AWS: 10 Years of Data Gone

Recently, I came across a blog post by Ruby ecosystem contributor Seuros titled “AWS Deleted My 10-Year Account and All Data Without Warning.” In it, Seuros shares the harrowing story of how a decade’s worth of data stored on AWS vanished due to what appears to be an internal operational mishap.

You can read the original post here.

For years, big-name cloud providers like AWS have been seen as the gold standard for data storage—offering robust backup systems, strict operational protocols, and assurances against data loss. And for enterprise users, service-level agreements (SLAs) often promise a level of reliability and accountability.

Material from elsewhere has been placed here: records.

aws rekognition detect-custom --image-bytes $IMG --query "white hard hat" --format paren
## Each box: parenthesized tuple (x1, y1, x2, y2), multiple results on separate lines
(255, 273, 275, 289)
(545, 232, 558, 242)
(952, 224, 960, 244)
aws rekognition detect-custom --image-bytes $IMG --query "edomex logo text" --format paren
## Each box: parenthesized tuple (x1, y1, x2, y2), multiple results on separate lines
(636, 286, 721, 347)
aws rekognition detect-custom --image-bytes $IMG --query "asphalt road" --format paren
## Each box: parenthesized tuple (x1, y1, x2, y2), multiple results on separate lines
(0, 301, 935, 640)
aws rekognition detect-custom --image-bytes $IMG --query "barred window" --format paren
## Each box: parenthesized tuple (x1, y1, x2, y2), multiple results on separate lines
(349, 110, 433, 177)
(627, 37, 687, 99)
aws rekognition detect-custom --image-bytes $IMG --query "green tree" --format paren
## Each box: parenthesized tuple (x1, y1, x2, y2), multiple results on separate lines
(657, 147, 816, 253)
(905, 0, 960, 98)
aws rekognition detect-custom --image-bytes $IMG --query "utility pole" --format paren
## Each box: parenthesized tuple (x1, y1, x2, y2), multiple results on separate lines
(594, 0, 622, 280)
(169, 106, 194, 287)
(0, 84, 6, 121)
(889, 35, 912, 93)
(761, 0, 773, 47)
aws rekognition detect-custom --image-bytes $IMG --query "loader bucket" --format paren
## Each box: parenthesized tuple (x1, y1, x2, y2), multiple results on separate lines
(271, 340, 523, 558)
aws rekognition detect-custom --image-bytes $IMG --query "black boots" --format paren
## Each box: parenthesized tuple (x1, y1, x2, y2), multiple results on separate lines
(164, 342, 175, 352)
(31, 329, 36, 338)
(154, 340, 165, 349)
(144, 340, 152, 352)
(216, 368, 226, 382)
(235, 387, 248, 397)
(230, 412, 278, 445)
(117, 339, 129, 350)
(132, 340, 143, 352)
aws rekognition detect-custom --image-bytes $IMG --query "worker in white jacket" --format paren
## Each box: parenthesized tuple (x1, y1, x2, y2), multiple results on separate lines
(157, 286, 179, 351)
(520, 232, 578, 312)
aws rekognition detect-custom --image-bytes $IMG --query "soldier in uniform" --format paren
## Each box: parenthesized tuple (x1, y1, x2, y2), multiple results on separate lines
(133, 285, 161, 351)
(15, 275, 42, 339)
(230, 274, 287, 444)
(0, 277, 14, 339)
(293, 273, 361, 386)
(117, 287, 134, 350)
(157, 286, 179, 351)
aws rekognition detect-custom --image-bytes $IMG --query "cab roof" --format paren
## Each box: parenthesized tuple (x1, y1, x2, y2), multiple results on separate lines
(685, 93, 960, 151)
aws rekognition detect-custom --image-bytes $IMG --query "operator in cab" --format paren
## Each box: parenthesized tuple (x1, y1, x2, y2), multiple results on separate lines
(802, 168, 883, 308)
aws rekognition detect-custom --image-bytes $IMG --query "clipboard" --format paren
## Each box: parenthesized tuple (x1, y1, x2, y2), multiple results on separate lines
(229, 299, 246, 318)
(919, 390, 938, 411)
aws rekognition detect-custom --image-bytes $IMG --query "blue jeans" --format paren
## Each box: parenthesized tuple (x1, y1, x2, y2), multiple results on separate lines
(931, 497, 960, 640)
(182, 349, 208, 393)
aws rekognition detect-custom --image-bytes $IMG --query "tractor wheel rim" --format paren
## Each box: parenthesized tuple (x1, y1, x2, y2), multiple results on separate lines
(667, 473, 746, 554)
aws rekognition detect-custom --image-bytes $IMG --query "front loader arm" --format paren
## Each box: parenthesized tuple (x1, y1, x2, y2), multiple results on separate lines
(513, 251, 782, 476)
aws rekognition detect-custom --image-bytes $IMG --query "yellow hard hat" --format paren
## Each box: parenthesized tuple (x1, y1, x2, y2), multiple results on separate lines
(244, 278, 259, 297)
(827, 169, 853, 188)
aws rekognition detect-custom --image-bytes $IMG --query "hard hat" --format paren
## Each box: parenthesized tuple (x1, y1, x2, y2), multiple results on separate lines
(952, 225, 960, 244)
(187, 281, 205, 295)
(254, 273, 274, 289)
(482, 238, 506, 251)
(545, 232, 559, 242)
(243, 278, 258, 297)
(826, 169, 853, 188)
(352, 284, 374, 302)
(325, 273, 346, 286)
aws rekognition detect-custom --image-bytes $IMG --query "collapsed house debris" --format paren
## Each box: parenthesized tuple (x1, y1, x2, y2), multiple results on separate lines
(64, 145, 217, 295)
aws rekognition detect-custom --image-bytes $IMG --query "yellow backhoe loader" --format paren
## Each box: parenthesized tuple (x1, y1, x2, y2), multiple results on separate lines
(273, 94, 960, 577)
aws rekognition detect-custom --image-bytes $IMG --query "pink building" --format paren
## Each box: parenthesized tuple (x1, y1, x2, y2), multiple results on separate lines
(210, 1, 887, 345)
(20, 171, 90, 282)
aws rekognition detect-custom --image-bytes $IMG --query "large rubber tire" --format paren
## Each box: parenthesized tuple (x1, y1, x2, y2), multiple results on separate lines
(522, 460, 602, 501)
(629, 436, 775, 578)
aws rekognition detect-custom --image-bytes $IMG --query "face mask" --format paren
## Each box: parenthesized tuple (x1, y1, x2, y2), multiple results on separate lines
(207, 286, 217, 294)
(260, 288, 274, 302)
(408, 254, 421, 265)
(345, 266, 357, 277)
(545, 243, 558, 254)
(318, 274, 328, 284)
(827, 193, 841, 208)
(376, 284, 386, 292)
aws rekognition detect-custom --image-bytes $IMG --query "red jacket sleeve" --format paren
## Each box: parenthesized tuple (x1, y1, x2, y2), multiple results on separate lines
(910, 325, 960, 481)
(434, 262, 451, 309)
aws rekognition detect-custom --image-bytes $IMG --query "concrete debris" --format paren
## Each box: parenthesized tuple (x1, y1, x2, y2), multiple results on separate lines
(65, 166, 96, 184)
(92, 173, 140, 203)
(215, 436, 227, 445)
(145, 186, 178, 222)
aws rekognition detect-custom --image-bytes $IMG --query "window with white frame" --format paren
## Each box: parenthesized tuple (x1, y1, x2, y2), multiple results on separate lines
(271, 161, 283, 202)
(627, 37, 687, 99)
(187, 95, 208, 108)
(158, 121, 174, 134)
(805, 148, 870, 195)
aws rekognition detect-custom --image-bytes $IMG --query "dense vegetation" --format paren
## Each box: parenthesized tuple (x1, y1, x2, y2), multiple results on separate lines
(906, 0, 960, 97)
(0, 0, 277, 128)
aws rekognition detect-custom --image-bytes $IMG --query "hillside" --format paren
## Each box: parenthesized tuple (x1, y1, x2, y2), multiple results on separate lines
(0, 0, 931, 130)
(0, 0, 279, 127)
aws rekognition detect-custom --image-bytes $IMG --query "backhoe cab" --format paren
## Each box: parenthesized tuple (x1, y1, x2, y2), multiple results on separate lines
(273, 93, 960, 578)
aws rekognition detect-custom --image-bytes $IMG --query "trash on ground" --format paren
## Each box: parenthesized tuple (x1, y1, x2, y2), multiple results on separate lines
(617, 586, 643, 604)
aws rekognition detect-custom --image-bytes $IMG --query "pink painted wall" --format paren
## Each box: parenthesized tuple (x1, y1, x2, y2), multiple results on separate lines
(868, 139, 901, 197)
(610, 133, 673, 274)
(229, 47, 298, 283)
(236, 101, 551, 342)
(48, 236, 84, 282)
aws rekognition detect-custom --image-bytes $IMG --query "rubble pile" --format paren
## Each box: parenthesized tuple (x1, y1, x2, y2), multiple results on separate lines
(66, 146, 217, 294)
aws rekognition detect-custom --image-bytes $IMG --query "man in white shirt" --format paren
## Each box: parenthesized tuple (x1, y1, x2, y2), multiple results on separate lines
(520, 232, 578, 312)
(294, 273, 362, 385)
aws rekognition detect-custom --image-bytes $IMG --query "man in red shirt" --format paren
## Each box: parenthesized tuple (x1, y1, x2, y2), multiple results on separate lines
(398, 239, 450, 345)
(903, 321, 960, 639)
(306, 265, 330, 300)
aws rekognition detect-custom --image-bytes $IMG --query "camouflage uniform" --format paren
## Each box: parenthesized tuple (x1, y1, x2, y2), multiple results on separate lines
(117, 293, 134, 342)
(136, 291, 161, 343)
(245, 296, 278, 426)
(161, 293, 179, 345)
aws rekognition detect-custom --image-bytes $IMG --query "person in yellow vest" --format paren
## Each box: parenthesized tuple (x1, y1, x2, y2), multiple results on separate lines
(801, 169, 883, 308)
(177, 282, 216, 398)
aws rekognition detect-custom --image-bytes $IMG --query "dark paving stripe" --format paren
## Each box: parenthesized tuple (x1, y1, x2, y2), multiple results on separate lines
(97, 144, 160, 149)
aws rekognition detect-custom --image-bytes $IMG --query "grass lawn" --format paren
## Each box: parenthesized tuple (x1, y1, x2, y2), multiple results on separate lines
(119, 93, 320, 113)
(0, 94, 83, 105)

But Seuros wasn’t an enterprise user. He was an individual customer. And despite following AWS’s own best practices for redundancy and disaster recovery—multi-region replication, segregated encryption keys, and more—his account was flagged during an internal verification process, marked as “problematic,” and swiftly terminated. His data? Completely gone, with no recovery options.

What’s worse is the 20 days of back-and-forth with AWS support, which failed to provide clear answers or solutions. In the end, this wasn’t just a technical failure; it was a failure in transparency, accountability, and support.

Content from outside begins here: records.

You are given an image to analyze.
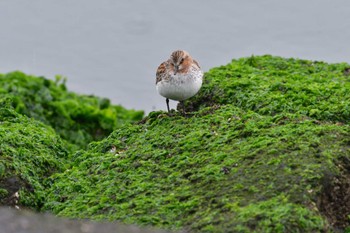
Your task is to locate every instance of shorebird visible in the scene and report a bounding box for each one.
[156,50,203,113]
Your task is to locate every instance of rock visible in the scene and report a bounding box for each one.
[0,207,170,233]
[2,56,350,232]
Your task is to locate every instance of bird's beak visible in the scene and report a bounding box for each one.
[174,66,178,75]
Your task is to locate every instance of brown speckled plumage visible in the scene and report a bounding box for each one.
[155,50,203,112]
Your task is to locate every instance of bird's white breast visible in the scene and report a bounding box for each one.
[156,69,203,101]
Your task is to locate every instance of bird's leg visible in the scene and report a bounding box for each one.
[166,98,170,113]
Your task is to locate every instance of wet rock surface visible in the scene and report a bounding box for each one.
[0,207,170,233]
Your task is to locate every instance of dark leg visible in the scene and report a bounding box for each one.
[166,98,170,112]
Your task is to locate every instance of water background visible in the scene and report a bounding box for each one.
[1,0,350,113]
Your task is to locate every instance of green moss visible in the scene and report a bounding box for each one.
[0,188,8,198]
[227,194,324,233]
[0,97,69,208]
[3,56,350,232]
[189,55,350,122]
[44,100,350,231]
[0,72,143,148]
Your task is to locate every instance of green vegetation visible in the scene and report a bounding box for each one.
[189,55,350,122]
[43,105,350,232]
[0,72,142,212]
[0,97,69,208]
[0,72,143,149]
[43,56,350,232]
[1,56,350,232]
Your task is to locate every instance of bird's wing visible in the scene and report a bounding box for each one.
[193,59,201,69]
[156,61,167,84]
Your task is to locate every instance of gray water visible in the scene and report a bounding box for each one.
[1,0,350,113]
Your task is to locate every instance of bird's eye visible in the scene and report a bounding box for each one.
[180,58,184,63]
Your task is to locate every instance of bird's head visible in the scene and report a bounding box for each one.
[170,50,192,75]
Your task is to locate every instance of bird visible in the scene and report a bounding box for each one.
[156,50,203,113]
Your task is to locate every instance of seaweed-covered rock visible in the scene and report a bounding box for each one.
[0,72,143,148]
[44,105,350,232]
[43,55,350,232]
[0,97,69,209]
[4,56,350,232]
[188,55,350,123]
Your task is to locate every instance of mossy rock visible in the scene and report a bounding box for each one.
[188,55,350,123]
[0,72,144,149]
[44,107,350,232]
[0,97,69,208]
[4,55,347,232]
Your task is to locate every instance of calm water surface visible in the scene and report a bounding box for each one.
[1,0,350,113]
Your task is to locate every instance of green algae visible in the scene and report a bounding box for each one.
[42,56,350,232]
[0,97,69,208]
[0,71,143,209]
[0,71,143,148]
[2,56,350,232]
[44,103,350,231]
[189,55,350,123]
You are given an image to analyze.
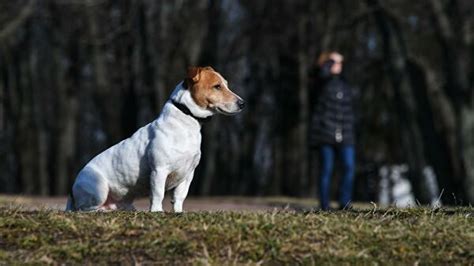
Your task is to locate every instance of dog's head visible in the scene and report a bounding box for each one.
[184,66,245,115]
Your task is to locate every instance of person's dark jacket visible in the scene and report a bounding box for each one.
[310,61,355,147]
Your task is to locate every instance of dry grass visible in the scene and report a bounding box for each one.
[0,205,473,264]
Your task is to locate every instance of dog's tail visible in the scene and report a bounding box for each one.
[65,186,76,212]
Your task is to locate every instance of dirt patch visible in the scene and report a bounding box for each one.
[0,195,291,211]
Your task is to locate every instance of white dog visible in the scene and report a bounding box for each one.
[66,66,245,212]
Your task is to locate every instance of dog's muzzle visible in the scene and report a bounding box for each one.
[237,99,246,110]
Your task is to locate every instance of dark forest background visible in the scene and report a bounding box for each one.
[0,0,473,205]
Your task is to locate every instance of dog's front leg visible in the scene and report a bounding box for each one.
[150,168,168,212]
[172,171,194,213]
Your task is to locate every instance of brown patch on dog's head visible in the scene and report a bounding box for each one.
[185,66,211,86]
[184,66,245,114]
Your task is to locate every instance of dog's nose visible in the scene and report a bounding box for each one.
[237,99,246,109]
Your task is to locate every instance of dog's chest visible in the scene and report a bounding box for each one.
[166,152,201,190]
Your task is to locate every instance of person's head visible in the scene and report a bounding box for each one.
[318,51,344,75]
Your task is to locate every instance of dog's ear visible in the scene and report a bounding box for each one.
[187,66,201,82]
[185,66,201,89]
[203,66,215,72]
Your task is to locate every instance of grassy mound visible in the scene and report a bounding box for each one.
[0,207,473,264]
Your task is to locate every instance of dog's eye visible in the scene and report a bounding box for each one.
[213,84,221,90]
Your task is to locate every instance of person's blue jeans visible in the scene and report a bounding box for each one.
[319,144,355,210]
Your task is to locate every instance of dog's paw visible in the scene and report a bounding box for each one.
[150,207,164,212]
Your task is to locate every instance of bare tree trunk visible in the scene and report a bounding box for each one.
[0,0,38,192]
[53,71,78,195]
[297,16,309,195]
[85,1,118,145]
[413,57,463,202]
[320,1,338,51]
[0,0,34,42]
[428,0,473,203]
[52,28,79,195]
[0,46,19,193]
[17,42,36,194]
[200,120,218,195]
[461,103,474,203]
[271,138,283,195]
[151,0,169,112]
[30,19,49,195]
[368,0,430,202]
[198,0,219,195]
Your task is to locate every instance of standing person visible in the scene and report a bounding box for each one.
[310,51,356,211]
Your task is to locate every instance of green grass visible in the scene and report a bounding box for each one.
[0,207,473,264]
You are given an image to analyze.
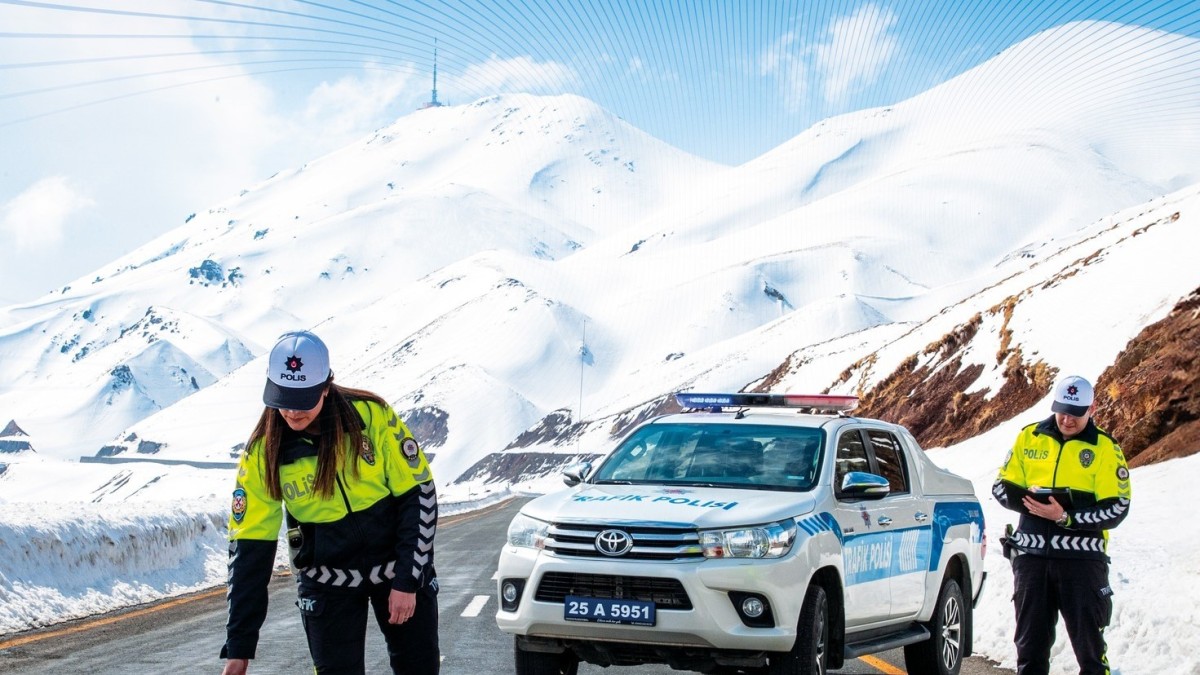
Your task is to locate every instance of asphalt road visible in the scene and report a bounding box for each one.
[0,498,1012,674]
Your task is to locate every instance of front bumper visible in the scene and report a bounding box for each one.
[494,545,809,653]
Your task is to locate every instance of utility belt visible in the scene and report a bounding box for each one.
[1001,523,1019,560]
[285,508,400,587]
[1000,523,1109,562]
[299,560,399,587]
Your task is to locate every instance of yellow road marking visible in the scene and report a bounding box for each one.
[860,654,906,674]
[0,587,226,650]
[0,498,515,650]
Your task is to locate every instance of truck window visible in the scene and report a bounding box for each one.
[834,430,870,496]
[593,423,822,490]
[867,430,909,494]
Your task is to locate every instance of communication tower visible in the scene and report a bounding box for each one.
[421,39,445,109]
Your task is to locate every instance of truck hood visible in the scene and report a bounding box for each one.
[521,484,818,528]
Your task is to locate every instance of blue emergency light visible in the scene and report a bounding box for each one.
[674,392,858,412]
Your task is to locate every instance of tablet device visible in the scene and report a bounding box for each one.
[1001,481,1074,513]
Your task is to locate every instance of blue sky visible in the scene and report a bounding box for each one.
[1,0,1197,304]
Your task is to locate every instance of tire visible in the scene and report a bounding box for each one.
[513,637,579,675]
[903,576,966,675]
[768,584,829,675]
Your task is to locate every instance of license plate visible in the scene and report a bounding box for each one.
[564,595,656,626]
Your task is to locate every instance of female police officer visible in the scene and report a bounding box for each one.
[220,330,439,674]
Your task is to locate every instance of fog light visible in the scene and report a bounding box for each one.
[729,591,775,627]
[742,596,765,618]
[500,578,526,612]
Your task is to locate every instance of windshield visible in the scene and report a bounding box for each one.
[592,423,824,491]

OneDrive: 30 Years of Photos Lost

Similarly, a Reddit user by the name of deus03690 recently shared a nightmare scenario involving OneDrive. After migrating 30 years of personal photos and work files to OneDrive, Microsoft locked his account without explanation.

https://www.reddit.com/r/microsoft365/comments/1lde6bo/microsoft_locked_my_account_i_lost_30_years_of/

Despite numerous appeals, all he received were canned template responses. His data? Irretrievable. Like AWS, Microsoft’s support system for individual users proved to be a wall of silence, leaving him powerless to recover decades of irreplaceable memories and work.

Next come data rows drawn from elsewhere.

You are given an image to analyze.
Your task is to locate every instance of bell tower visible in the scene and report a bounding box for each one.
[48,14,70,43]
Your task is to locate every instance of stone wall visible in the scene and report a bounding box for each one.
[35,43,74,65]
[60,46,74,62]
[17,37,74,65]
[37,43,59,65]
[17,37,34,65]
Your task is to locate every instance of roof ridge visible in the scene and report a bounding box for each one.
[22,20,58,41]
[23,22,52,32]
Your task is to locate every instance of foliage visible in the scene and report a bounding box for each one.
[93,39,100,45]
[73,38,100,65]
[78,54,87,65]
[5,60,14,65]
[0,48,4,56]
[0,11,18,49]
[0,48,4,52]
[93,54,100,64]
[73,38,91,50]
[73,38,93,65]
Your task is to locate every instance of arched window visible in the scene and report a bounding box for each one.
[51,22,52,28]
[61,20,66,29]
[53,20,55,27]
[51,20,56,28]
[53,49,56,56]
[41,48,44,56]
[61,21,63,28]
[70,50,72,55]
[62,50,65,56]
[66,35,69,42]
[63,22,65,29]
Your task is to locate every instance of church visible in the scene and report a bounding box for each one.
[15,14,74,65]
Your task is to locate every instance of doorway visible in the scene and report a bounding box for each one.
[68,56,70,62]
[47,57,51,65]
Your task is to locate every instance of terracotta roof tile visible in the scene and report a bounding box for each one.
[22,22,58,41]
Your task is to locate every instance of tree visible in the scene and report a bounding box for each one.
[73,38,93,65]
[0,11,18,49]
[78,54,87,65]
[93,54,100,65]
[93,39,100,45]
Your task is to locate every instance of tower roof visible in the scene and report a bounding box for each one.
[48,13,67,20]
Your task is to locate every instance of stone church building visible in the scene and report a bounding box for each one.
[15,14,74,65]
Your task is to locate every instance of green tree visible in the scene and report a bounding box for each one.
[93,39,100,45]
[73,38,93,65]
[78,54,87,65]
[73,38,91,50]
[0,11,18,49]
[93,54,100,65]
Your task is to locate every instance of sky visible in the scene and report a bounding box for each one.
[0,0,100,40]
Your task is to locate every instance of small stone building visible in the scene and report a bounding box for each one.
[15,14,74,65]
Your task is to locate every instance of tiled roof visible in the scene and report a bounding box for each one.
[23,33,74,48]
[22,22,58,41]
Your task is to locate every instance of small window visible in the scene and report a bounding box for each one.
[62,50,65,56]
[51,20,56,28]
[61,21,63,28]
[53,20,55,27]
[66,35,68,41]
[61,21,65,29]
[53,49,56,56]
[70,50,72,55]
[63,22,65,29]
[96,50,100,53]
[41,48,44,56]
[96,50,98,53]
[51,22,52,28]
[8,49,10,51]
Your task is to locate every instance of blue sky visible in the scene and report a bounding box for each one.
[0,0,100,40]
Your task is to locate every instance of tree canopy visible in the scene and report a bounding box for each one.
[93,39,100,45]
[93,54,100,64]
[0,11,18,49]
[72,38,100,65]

The harsh reality for both cases? These were individual users without the safety net of high-level SLAs. And while enterprise customers may have some recourse, personal users often find themselves at the mercy of vague terms of service and liability disclaimers buried in the fine print.


Cloud Storage: A Double-Edged Sword

Cloud storage has revolutionized how we store and access data. With efficient backups, cross-region disaster recovery, and seamless accessibility, it’s easy to see why so many of us trust cloud providers like AWS or Microsoft. These were precisely the reasons Seuros relied on AWS for his open-source development projects, even going above and beyond to implement additional safeguards.

Yet, despite technical reliability, operational risks remain an Achilles’ heel. In Seuros’s case, it wasn’t a hardware failure or a natural disaster that wiped his data—it was an internal error. As he describes in his blog, AWS’s verification process flagged his account incorrectly, and his data was deleted. The irony? His meticulously designed architecture couldn’t account for AWS itself being the single point of failure.

Reading his blog feels like watching the Titanic sink—not because of an iceberg, but because someone forgot to tighten a single screw.


What This Means for Data Management

Incidents like these underscore the risks of relying too heavily on cloud storage, especially for personal or irreplaceable data. While cloud services offer convenience, they also come with inherent vulnerabilities, particularly when the provider’s internal processes go awry.

Here are some lessons and strategies for safeguarding your data:

  1. Diversify Your Backups
    • Never put all your trust in a single provider. Whether it’s AWS, OneDrive, or another service, relying on one platform is no safer than storing everything on a single hard drive. Use a combination of local storage, external drives, and multiple cloud providers to distribute risk.
  2. Avoid Vendor Lock-In
    • Be wary of apps or platforms that lock your data into their ecosystem without easy export options. If there’s no way to retrieve your data in an open, portable format, think twice before entrusting them with anything critical.
  3. Make Local Backups a Priority
    • Cloud storage should complement, not replace, local backups. For important data, maintain offline copies on external drives or NAS systems. This ensures you remain in control, even if your cloud account gets locked or deleted.
  4. Choose Local-First Tools
    • Opt for tools and software that prioritize local storage, such as Obsidian, LogSeq, or Markdown-based editors. These tools give you full control over your data and make offline backups straightforward.
  5. Always Prepare for the Worst
    • Assume that any cloud account could be suspended or deleted tomorrow. Have an exit strategy in place. Regularly export data from cloud apps and archive it locally to avoid unpleasant surprises.

A Final Word: Be the Master of Your Data

As technology advances, offering us unprecedented convenience through cloud services and AI tools, it’s crucial to remember one thing: never entrust your most valuable information entirely to a single provider.

Seuros’s ordeal with AWS is a wake-up call for all of us. If we don’t take ownership of our data, the providers will. And they’ll exercise that ownership according to their own priorities—not ours.

To ensure you remain in control, build your own systems. Be proactive, be prepared, and never assume that “it won’t happen to me.” Because as these stories show, when it comes to the cloud, the unthinkable can—and does—happen.